Mike Vrabel vows to get Marcus Mariota playing confidently

NASHVILLE, Tenn. -- New Tennessee Titans head coach Mike Vrabel had his Sunday night family dinner interrupted by a call from quarterback Marcus Mariota. He had to put the fellowship on pause to talk to one of the newest important people in his life.

"You're going to take another backseat to the quarterback. I'm going to take this one," Vrabel recalled telling his wife Jen and sons, Tyler and Carter. "The vision is that we're going to do things that are going to help him. We're going to put guys around him that are going to help him. We're going to get him to play with confidence. We're going to get him to play energetic and bring the passion of football out that he's so capable of showing. There's not going to be a greater relationship that I need to foster and develop than the one with our starting quarterback."

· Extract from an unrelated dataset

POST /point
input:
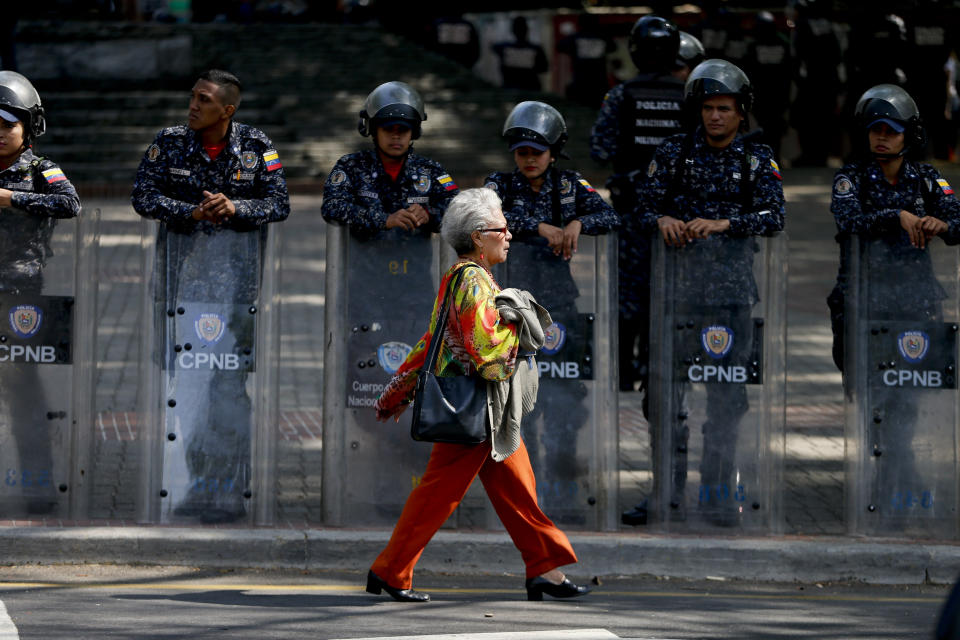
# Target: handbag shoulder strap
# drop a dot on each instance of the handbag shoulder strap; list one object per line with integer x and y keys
{"x": 434, "y": 349}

Shortly after Titans general manager Jon Robinson and controlling owner Amy Adams Strunk introduced Vrabel as the fifth head coach in Titans franchise history, Vrabel began to reveal some of the philosophy and development plans that made the Titans certain they found their guy after a quick search to replace Mike Mularkey.

Vrabel is a 14-year NFL linebacker and defensive-minded head coach, but his most important role for the Tennessee Titans will be maximizing Mariota. The third-year signal caller had his worst season as a pro in 2017 throwing a career-high 15 interceptions and career-low 13 passing touchdowns.

It was puzzling to see Mariota's regression given the fear he still gave defensive coordinators, including Vrabel with the Houston Texans, with his rare athleticism.

"We were scared to death. He pulled the football on Jadeveon Clowney and ran (34) yards," Vrabel said referring to the Titans' Week 4 loss to the Texans where Mariota rushed for two touchdowns, including a 34-yarder in which he juked out Clowney.

"Thank God he pulled his hamstring running (34) yards or that game wouldn't have been what it was that day in Houston. He's a special talent. He's a special kid. I can't wait to work with him and help him through taking that next step in his career. You got a QB pulling it on JD, you've got to have some cojones because JD usually swallows these guys up."

Vrabel alluded we would see more of his athleticism on display in the Titans new offense. He referenced what Bill O'Brien did with Deshaun Watson in Houston as another guide of how Mariota would be used.

The 2017 Titans were a power-running team that used a lot of sets with multiple tight ends and extra offensive lineman to impose its will on teams. Vrabel spoke of the 2018 Titans as having a little more scheme flexibility.

"We're going to run the football. We're going to run it from the quarterback being under center. We're going to run it from the QB being in gun. We're going to give Marcus some easy access throws, RPOs [run-pass options] or run relief," Vrabel said. "We're not going to run it into eight or nine guys. We're not going to be silly. I believe in screens. I believe in play-action, things he does well."

Mariota was one of the NFL's best quarterbacks off play-action, yet he ranked just 16th in play-action usage.

Mariota completed 68.6 percent of his throws off play-action (102 snaps) for an 11.11 yards per attempt average. He had nine total touchdowns and just four interceptions off play-action. Without play-action (793 snaps), Mariota completed 60.1 percent of his throws for a 5.98 yards per attempt average. He had nine total touchdowns and 11 interceptions in those situations.

"He may or may not play every single game. There's ways to win games in this league without a franchise QB," Vrabel said. "We've got one. We're going to develop him."

Vrabel wouldn't reveal his assistant coach plans, but Ohio State co-offensive coordinator/quarterbacks coach Ryan Day is considering taking the offensive coordinator job.

It would be Day's first NFL coordinator job. He has two years of NFL experience as Chip Kelly's QB coach in Philadelphia and San Francisco. He's also had success with Boston College and Ohio State. He would bring a lot of spread, college-like scheme to Tennessee for Mariota, but Vrabel also stressed scheme flexibility.

"Amy is going to trust me to hire the right guy for Marcus," Vrabel said. "Jon is going to trust me to hire the right guy for Marcus or I wouldn't have been hired."